Hast du mir was mitgebracht?
Heute: Christof Siemes, zurück aus Vilnius
Normalerweise ist das mit Bernstein ja so: Stundenlang schleicht man gebückt am Strand entlang, stochert mit klammen Fingern in den schwarzen Schmadderhäufchen an der Flutkante herum, hebt hundertmal winzige Bierflaschenscherben und Backsteinsplitter hoch, um beim hundertunderstenmal endlich ein Stückchen Bernstein zu finden, gerade groß genug, einen urzeitlichen Fliegenschiss, aber bestimmt keine ganze tertiäre Fliege zu umfangen. Mit so einem stumpfgelben Klümpchen gehärteten Harzes als Mitbringsel stünde man ziemlich schlecht da, und das erst in zweiter Linie wegen des schmerzenden Rückens.
In Vilnius ist das alles ganz anders. Zwar liegt die litauische Hauptstadt überhaupt nicht am Meer. Aber Bernsteine findet man hier in Hülle und Fülle.
Hochglanzpoliert und bis zu katzenkopfgroß, bequem in Hüfthöhe drapiert von zahllosen fliegenden Händlern (die auch gerne mal ein Plastikimitat unterschmuggeln), spektakulär inszeniert von zwei, drei seriösen Händlern, die ihren Laden gleich als Bernstein-Museum ausgeben.

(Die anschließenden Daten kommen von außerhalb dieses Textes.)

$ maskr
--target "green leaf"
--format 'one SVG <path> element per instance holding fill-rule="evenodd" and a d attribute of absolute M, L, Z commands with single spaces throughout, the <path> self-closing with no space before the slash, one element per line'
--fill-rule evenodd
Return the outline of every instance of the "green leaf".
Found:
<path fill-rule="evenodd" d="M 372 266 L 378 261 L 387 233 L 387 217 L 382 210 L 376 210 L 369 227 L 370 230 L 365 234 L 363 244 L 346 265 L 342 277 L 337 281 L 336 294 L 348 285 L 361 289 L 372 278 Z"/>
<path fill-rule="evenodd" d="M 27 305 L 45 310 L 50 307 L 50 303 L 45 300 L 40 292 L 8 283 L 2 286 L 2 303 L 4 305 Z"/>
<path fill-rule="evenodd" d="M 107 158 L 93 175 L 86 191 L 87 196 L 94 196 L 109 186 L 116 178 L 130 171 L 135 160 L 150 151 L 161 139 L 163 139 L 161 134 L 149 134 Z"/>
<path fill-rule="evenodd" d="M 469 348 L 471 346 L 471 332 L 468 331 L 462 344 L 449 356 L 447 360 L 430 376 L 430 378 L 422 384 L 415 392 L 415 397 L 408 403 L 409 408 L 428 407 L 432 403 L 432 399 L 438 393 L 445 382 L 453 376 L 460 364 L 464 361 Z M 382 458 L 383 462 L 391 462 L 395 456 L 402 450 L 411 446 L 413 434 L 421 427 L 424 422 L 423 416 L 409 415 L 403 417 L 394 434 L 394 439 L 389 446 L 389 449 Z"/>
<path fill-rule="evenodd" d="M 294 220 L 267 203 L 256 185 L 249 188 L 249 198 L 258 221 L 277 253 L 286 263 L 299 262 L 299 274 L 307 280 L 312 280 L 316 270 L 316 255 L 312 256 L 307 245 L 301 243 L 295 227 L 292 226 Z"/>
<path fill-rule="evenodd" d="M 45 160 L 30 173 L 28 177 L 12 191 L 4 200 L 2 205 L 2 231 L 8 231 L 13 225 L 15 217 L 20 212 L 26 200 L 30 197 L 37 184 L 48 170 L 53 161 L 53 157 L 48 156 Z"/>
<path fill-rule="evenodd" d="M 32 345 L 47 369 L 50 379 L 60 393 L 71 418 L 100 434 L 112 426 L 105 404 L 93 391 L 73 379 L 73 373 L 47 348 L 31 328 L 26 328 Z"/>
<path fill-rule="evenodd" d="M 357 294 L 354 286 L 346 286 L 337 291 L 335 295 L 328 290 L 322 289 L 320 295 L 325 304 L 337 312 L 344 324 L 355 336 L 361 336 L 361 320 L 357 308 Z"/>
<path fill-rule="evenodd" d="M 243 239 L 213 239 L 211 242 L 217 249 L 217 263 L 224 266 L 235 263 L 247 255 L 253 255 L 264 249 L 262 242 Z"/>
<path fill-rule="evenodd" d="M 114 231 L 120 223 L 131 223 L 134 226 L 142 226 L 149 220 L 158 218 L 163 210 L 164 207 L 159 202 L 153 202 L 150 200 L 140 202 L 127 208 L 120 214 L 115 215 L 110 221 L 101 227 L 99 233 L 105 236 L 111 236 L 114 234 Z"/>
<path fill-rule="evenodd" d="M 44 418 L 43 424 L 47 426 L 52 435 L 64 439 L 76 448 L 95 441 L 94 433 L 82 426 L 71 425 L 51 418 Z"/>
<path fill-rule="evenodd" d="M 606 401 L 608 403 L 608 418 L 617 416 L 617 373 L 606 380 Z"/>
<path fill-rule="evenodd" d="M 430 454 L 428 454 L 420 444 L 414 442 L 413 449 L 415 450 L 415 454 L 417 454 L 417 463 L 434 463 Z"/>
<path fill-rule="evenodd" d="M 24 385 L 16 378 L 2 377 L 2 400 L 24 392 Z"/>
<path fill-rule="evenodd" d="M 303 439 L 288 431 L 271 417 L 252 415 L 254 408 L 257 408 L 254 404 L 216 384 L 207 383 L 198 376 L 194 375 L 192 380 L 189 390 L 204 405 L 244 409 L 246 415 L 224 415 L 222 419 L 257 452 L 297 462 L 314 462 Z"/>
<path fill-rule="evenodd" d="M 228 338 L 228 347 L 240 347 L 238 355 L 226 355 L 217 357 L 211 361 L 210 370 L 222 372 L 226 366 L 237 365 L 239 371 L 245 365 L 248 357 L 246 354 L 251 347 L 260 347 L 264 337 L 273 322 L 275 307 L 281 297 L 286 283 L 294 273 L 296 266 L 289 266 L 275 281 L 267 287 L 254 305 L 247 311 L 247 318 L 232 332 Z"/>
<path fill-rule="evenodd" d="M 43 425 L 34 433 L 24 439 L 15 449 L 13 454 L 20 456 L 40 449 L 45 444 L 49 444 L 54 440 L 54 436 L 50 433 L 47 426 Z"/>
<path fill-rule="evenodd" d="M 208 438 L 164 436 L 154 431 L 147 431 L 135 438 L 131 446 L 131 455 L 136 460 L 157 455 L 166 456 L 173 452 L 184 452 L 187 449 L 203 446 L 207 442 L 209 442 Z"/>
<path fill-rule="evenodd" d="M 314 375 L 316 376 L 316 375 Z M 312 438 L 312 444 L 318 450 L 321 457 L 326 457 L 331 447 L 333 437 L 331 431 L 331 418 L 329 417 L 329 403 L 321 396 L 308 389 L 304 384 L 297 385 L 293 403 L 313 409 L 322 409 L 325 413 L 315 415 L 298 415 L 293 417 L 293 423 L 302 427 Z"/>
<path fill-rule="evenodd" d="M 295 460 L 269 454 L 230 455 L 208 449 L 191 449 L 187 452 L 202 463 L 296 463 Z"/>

Warum ist die südlichste der drei baltischen Republiken so eine Schatzkammer für den honigfarbenen Harz? Eine litauische Legende erzählt von der Meerprinzessin Jurate, in die sich der oberste, der Donnergott Perkunas verliebte. Doch Jurate hatte ihr Herz bereits dem Fischer Kastytis geschenkt, woraufhin Perkunas in einem Eifersuchtsanfall ihren untermeerischen Palast zerstörte. Die Trümmer oder - je nach Lesart - die Tränen, die Jurate ob des göttlichen Vandalismus vergoss, werden seither als Bernstein an die Strände rund um die Küstenstadt Klaipéda (das frühere Memel) gespült. Von hier gelangen sie zum Beispiel in die barocke Altstadt von Vilnius, in den Laden Amber (www.cci.lt/amber) oder in das Gintaro Muziejus in der Mykolo-Gasse Nummer 8. Unter Lupen, von Punktstrahlern schaurig-schön ausgeleuchtet, ruht der Succinit als roher Brocken, poliertes Herz oder kunstvoll geschnitzt als Schiff, Uhr, Schatzkästlein.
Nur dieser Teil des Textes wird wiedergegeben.